Monday, February 27, 2006

Politics of Crisis

Here's a taste of how al-Sadr is looking to unite the Iraqi people and calm sectarian tensions after the bloodshed of recent days (translated by Juan Cole and worth reading in full):
Do not forget the plotting of the Occupation, for if we forget its plots, it will kill us all without exception. Sometimes they curse the Messenger of God [Muhammad] and defame him [with their cartoons], and sometimes they blow up our Imams. This series of attacks is not the first and it will not be the last. The attacks will continue. Beware, and be responsible. Religion is your responsibility, mosques are your responsibility, the Muslim people is your responsibility, so do not attack the secure houses of God. Love one another and be brethren of one another so that our Iraq will be secure and stable and independent. We want the expulsion of the Occupier and not the American ambassador.
Great stuff. We may yet unite Iraqi Sunnis and Shi'ites.

Unfortunately, our troops might be the enemy they unite against. Al-Sadr, in the style of Bush's mythical Saddam/Osama/Sep 11th connection, has decided that he's going to insinuate that the US attacked the shrine. When an enemy uses fictional allegations to further his own political agenda, can you still say that's wrong if you've done it yourself? I'm not sure.

By the way, he's not defending the US ambassador if you're wondering. Some Iraqis are calling for Khalilzad to leave. Al-Sadr wants all "occupiers" to leave with him.

Some other stuff about the clerics.

New York Times (via): Younger Clerics Showing Power in Iraq's Unrest
American officials have been repeatedly stunned and frequently thwarted in the past three years by the extraordinary power of Muslim clerics over Iraqi society. But in the sectarian violence of the past few days, that power has taken an ominous turn, as rival hard-line Shiite clerical factions have pushed each other toward more militant and anti-American stances, Iraqi and Western officials say.
Houston Cronicle: Crisis puts al-Sadr at Forefront
The message was clear: al-Sadr controls the streets in much of the country, and no agreement to restore order has a chance of success unless he signs off on it. No major Shiite figure, including the country's top cleric Grand Ayatollah Ali al-Sistani himself, would at this point challenge al-Sadr openly.
Reuters: Iraqi Sunni, Shi'ite groups meet on violence
Sharaa [al-Sadr spokescleric] blamed the U.S. occupation for acts designed to spread sectarian tensions and called for American troops to leave Iraq or set a timetable for withdrawal.
The Detroit News: Clerics wield the real power
Rarely since the U.S.-led invasion have Iraq's politicians appeared so insignificant and its religious clergy loomed so large as in the aftermath of the bombing of the Shiite Golden Mosque in Samarra.
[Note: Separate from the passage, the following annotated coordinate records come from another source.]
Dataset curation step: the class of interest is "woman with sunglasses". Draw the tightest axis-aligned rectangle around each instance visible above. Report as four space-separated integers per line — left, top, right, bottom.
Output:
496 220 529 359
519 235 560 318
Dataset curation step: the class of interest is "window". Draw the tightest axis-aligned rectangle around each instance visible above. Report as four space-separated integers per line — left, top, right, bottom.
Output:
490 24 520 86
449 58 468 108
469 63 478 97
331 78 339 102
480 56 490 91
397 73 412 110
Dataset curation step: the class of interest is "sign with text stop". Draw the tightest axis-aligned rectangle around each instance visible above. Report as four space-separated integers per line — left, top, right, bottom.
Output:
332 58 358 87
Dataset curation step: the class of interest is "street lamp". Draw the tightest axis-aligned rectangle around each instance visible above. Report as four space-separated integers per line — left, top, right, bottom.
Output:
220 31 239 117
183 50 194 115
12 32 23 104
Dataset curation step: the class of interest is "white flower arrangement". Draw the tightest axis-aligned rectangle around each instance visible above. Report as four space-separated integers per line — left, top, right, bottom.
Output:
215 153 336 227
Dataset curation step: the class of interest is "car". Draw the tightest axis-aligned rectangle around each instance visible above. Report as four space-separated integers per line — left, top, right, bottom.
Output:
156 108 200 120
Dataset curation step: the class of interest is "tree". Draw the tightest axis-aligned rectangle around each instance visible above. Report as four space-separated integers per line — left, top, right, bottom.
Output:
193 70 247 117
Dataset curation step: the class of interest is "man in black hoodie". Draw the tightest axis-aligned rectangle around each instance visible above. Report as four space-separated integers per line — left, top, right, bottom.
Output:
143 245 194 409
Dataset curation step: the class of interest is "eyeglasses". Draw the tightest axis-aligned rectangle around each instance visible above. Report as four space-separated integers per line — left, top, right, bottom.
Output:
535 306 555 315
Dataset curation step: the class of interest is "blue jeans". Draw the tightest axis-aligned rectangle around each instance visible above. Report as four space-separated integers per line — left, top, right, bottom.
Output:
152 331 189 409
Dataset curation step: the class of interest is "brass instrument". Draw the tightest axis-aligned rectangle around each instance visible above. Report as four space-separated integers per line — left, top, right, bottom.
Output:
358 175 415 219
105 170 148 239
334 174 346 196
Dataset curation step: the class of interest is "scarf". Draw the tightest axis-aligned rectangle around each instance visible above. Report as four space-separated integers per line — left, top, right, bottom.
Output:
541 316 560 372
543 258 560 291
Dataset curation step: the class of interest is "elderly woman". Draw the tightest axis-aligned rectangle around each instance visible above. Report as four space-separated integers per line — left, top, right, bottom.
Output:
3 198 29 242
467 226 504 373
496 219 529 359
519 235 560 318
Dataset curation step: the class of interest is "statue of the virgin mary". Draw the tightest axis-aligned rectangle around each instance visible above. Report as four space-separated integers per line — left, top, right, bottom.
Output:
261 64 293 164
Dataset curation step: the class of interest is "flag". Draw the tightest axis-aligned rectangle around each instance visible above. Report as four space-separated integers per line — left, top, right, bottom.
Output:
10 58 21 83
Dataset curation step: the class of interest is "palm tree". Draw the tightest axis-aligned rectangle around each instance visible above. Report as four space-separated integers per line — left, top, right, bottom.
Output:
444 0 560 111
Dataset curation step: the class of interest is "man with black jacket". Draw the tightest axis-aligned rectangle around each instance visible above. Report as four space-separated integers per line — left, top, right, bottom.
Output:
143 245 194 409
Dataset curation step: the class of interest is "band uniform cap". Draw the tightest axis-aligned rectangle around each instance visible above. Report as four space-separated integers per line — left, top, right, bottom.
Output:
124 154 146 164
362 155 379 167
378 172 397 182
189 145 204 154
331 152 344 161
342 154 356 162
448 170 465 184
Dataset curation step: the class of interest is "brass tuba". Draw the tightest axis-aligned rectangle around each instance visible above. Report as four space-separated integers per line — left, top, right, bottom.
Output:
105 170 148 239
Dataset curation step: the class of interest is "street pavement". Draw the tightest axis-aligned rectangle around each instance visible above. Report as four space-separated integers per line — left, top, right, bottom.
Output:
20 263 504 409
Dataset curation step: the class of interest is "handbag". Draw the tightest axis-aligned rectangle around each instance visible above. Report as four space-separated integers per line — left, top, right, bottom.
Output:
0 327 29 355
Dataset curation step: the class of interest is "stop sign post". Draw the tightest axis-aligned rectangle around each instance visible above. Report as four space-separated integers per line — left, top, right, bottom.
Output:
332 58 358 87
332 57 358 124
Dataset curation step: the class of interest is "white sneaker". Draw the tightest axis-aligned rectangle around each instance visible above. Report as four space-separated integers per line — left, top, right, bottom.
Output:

Few Iraqis paid attention to Prime Minister Ibrahim al-Jaafari and other leaders of political parties who called for calm. But many winced or smiled as the office of Grand Ayatollah Ali al-Sistani, the paramount Shiite leader here, issued an unusually bellicose statement suggesting it was time for "the faithful" to protect religious sites -- an apparent endorsement of militias.

Others listened to every word uttered and watched every gesture made by Muqtada al-Sadr, a radical Shiite cleric, as he rushed from Lebanon back to Iraq after the explosion.

The political dominance of clerics on both sides of the Shiite-Sunni divide marks a dramatic reversal of 85 years of secular rule in Iraq.